Obesity is rare in Japan. It seems to me, however, that Japanese people in general have a rather distorted body image. The majority of them are quite thin. In Canada, I am considered thin, maybe even skinny, but here I’m a giant of a woman! Even the young girls who are as tall as I am are much thinner. They simply have a much more delicate frame. It’s amazing how many of them consider themselves fat, however.
The society as a whole seems to be overly weight conscious. We’ve been told by several businessmen that after a certain age they are required to have an annual medical check-up which is usually performed by their company doctor. If they are found to have a waist measurement greater than 85 cm, they are diagnosed with what is known as a ‘metabolic syndrome’ and are required to go on a weight loss program.
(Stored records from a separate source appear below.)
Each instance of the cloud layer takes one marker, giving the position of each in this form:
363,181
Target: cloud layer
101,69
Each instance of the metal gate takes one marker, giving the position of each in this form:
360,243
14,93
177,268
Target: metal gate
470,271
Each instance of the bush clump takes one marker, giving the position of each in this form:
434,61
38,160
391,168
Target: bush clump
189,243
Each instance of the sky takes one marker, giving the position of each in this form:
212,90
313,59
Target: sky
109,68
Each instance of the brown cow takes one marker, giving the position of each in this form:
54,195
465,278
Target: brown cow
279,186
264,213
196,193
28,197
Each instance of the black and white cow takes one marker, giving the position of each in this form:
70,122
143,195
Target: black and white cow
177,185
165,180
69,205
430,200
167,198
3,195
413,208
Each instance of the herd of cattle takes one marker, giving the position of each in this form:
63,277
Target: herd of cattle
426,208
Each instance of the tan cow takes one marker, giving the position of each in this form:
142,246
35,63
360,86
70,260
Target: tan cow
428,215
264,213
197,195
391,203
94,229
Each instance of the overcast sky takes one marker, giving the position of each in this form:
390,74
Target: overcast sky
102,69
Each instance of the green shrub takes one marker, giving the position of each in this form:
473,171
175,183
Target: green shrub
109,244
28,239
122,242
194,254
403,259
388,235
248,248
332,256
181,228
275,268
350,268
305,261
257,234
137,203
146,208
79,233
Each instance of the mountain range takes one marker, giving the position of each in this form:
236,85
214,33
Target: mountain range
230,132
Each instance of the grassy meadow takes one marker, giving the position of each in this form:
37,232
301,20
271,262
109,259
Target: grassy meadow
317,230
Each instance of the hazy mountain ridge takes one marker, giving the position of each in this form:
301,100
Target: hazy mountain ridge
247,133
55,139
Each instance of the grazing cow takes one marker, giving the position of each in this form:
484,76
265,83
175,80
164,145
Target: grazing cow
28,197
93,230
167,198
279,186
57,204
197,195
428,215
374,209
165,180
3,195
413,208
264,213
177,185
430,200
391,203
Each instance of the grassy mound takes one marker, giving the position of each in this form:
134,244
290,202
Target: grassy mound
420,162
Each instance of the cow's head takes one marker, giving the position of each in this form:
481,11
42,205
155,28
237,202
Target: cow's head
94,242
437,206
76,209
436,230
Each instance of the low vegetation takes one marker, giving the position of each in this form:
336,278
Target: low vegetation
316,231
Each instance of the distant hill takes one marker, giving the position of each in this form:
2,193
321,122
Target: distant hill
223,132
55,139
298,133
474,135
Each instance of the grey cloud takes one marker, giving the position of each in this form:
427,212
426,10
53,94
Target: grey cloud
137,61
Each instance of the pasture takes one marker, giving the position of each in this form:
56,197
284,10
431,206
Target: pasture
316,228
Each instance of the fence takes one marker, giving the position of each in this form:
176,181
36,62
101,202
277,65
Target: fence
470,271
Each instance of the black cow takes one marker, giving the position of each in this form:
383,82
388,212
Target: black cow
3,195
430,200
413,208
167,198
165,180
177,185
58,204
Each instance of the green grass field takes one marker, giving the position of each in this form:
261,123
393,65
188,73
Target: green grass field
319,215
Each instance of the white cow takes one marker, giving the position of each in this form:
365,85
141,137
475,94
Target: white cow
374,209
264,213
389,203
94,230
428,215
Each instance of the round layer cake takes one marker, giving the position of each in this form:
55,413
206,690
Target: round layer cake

Is it any wonder then that the banana diet has caught on to such an extent that there is actually a banana shortage in Japan? Grocery stores simply can’t keep them on their shelves. In recent weeks, Dole Japan, one of the country’s leading banana importers has increased it’s imports by more than 25% and still cannot keep up with the demand. The phenomenon leaves companies like Dole in a quandary. Fads like the banana diet tend to be short lived. Even if they could find a supplier that is able to handle the present demand, would they want to increase their orders to such an extent that they end up with a huge surplus when the demand dries up?
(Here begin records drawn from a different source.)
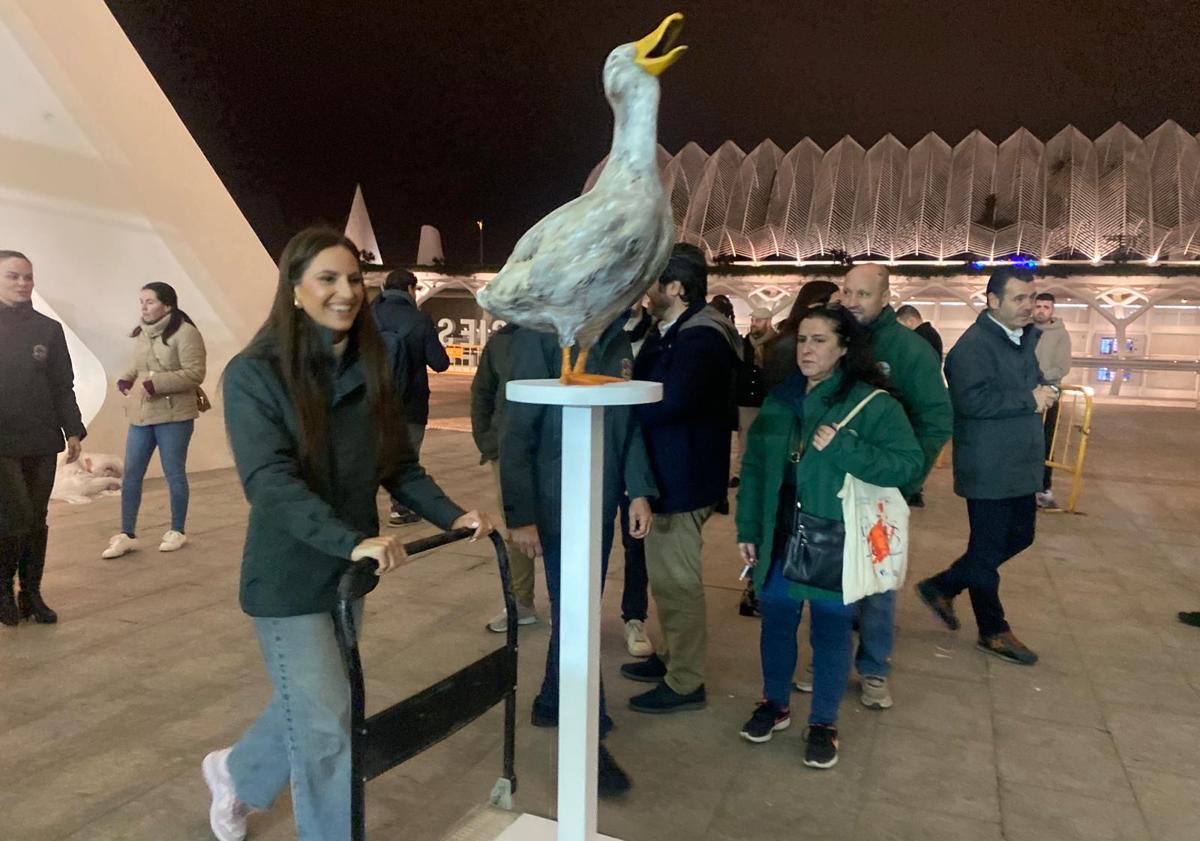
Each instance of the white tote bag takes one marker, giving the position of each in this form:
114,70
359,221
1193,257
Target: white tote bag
876,554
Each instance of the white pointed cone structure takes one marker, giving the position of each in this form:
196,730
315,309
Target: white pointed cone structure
358,228
105,188
429,250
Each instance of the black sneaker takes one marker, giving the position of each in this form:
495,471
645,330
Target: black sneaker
663,700
767,718
941,606
611,780
1007,647
822,748
749,604
649,671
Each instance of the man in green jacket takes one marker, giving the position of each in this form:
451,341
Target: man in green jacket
915,372
999,397
487,407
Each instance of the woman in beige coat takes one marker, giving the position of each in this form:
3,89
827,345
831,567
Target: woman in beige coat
161,389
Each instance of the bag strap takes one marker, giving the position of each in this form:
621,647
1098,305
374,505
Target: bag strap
858,408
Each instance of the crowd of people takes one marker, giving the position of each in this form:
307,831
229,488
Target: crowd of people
330,400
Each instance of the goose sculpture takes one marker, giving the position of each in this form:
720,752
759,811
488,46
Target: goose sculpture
589,260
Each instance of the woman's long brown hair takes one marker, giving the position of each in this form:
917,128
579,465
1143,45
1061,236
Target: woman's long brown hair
293,343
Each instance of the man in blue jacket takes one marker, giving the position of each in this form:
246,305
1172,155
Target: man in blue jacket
418,348
694,353
999,452
531,456
39,419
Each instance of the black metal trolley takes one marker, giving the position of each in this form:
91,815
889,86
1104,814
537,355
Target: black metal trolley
408,727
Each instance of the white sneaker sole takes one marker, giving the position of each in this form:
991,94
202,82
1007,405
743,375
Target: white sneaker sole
211,775
760,739
822,766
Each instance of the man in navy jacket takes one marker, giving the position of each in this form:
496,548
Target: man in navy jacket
417,348
694,353
999,452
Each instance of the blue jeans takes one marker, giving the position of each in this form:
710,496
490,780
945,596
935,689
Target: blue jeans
172,440
635,595
831,638
546,702
304,734
876,634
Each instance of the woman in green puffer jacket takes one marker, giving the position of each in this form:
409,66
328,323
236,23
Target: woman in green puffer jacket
797,457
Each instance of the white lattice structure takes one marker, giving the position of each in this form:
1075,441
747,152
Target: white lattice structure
1067,198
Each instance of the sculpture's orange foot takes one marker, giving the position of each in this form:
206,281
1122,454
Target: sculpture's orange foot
571,378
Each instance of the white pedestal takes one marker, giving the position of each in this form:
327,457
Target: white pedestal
579,683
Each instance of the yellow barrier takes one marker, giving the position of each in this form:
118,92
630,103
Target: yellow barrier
1068,444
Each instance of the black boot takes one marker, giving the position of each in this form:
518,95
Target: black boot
30,599
9,547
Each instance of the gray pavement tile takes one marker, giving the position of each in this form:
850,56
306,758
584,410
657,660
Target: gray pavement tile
1060,757
954,776
1036,814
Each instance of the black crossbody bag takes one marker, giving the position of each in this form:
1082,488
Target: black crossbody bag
816,545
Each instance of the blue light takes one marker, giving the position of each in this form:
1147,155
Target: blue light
1018,262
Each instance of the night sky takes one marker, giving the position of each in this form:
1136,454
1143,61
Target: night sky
450,110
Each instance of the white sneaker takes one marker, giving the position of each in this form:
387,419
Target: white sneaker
636,641
526,616
119,545
172,540
227,815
We have eaten a lot of bananas since coming to Japan. In general, fruit is a lot more expensive here than it is at home in Canada but bananas are one of the few exceptions. Until the diet came on the scene, we were able to buy four or five small bananas for 97 yen, less than a dollar. Interestingly, though, I had stopped eating many bananas just about the time that the diet craze began to catch on. My finicky stomach has been giving me grief again lately so I decided to cut out or down on a few of the foods that I had been eating in large quantities in case any of them were causing me problems. Fortunately, there are many other fruits available at this time of year. Oranges are ripening on the trees all around us and the deliciously sweet mandarins are back in the stores. Since they’re locally grown, they are sold at reasonable prices and with them to satisfy our need for fruit, I don’t think we’ll miss the bananas when we can’t get them.